Janssen argued that the BPCIA’s § 271(e)(6) reasonable royalties limitation requires that the parties complete, not merely begin, the information exchange process set forth in §262(l)(2)-(6). Performing part of the dance, Janssen provided Celltrion with a list of patents for which Janssen, as the reference product sponsor, believed a claim of patent infringement could reasonably be asserted against Celltrion. According to Janssen, when Celltrion responded by providing its noninfringement contentions, Celltrion also stated that it would not engage in the subsequent good faith negotiations, required by § 262(l)(4), to come to an agreement on which of the listed patents should be subject of a resulting infringement action. Thus, Janssen argued that because the parties never completed the information exchange described in §§ 262(l)(4) or (5), they could not have reached the provision of § 262(l)(6) which requires filing the infringement suit within 30 days after determining the list of asserted patents via the process described in §§ 262(l)(4) or (5).
Celltrion argued that it completed its “patent dance” obligations by agreeing with Janssen’s initial list of patents disclosed under § 262(l)(3). Primarily, Celltrion argued that Janssen is not entitled to lost profits as a matter of law because Janssen lacked standing by virtue of failing to join all patent owners and because Celltrion produces its biosimilar, Inflectra, abroad.
Judge Wolf’s Opinion
The court advised that, even if the action were dismissed without prejudice for lack of standing, Janssen’s damages will not be limited to a reasonable royalty under § 271(e)(6).
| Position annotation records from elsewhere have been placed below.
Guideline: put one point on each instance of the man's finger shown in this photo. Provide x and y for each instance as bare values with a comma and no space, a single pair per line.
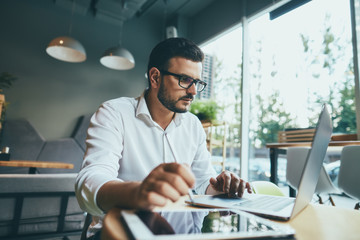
183,170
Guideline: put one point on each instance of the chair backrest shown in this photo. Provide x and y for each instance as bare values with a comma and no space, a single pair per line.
349,173
35,206
296,158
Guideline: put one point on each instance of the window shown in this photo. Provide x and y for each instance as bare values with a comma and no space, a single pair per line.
297,62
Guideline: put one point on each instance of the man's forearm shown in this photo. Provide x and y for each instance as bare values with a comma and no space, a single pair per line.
117,194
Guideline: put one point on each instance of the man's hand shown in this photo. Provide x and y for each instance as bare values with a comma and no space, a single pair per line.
228,182
167,181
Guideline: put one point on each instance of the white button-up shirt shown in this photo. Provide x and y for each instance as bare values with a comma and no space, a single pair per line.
125,144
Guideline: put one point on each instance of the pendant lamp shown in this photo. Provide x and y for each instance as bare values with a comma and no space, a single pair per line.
118,58
66,48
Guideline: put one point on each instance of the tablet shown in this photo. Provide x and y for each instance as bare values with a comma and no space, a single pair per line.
202,224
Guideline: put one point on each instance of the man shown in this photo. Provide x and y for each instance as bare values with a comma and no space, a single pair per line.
143,152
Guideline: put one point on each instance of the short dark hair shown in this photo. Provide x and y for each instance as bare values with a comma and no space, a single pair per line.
173,47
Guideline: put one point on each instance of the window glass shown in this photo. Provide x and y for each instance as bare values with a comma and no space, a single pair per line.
222,73
297,62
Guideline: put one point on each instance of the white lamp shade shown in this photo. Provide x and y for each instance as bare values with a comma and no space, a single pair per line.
118,58
66,49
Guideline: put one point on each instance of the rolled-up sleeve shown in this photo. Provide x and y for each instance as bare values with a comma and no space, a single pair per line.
101,161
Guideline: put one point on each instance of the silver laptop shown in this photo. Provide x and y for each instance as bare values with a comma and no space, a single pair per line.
282,208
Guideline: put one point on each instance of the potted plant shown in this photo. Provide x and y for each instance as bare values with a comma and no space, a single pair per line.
6,81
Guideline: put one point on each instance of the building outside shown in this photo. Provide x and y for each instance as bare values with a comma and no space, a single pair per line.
208,76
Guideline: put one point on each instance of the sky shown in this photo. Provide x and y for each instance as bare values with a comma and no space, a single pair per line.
293,78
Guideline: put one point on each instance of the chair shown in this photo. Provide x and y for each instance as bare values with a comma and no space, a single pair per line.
295,163
267,188
349,173
36,206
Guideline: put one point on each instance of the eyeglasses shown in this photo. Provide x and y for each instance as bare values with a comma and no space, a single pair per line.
186,81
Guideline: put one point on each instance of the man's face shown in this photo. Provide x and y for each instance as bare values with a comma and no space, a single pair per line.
171,95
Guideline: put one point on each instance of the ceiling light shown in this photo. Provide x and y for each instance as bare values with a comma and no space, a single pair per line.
118,58
66,48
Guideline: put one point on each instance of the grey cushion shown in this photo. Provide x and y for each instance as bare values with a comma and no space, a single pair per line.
63,150
23,139
41,206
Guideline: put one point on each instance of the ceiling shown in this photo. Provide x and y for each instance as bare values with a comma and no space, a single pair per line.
117,11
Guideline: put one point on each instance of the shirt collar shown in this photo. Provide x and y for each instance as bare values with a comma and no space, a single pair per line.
142,111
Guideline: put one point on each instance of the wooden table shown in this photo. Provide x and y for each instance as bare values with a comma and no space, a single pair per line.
280,148
33,165
314,222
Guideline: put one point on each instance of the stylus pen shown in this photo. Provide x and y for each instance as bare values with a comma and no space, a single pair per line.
191,195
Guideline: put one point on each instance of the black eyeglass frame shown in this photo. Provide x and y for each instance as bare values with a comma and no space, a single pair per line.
180,77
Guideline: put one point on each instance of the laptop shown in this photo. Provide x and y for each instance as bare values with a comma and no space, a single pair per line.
191,224
277,207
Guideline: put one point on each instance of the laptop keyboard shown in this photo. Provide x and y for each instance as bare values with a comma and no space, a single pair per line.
267,203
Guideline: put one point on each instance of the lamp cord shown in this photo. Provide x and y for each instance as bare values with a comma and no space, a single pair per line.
72,14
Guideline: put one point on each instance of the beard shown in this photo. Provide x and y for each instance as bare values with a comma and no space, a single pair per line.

The court found that the ordinary meaning of the term “shall,” as used throughout §§ 262(l)(4) and (5), indicates a mandatory directive. Thus, in order for Celltrion to limit Janssen’s damages to a reasonable royalty, Celltrion must have either engaged in good faith negotiations or, failing that, in the dispute resolution procedure.
The court agreed with Janssen that a reasonable fact-finder could not conclude that Celltrion complied with either §§ 262(l)(4) or (5)(B) required by the BPCIA. Specifically, the court credited the allegations in Janssen’s complaint that Celltrion refused to participate in good faith discussions entirely by “withholding required information, refusing to participate in required procedures, and threatening to seek penalties if Plaintiffs did not file [suit] before the time called for by the BPCIA.” Because Celltrion failed to follow the patent dance procedures outlined in §§262(l)(4) and (5), the court ruled that Janssen would not be limited to reasonable royalty damages.
Finally, the court also disagreed with Celltrion’s extraterritoriality arguments, finding that Celltrion’s production of its biosimilar abroad would not prevent lost profits damages relating to U.S. sales that could not have been made without production of infringing powders in the U.S.
This order illuminates the way that courts may measure damages under the BPCIA. It also emphasizes the mandatory nature of the BPCIA information exchange procedures that the parties “shall” follow. For example, a defendant that only partially engages in the “patent dance” runs the risk that a court will find it noncompliant with §§ 262(l)(4) and (5), and allow the plaintiff to recover for lost profits even if the § 271(e)(6) reasonable royalties limitation would otherwise apply. Thus, while a biosimilar defendant may choose to opt out of the “patent dance” entirely, as expressly contemplated by the BPCIA, doing so may have a significant impact on the defendant’s ability to limit damages if it is later found to be infringing.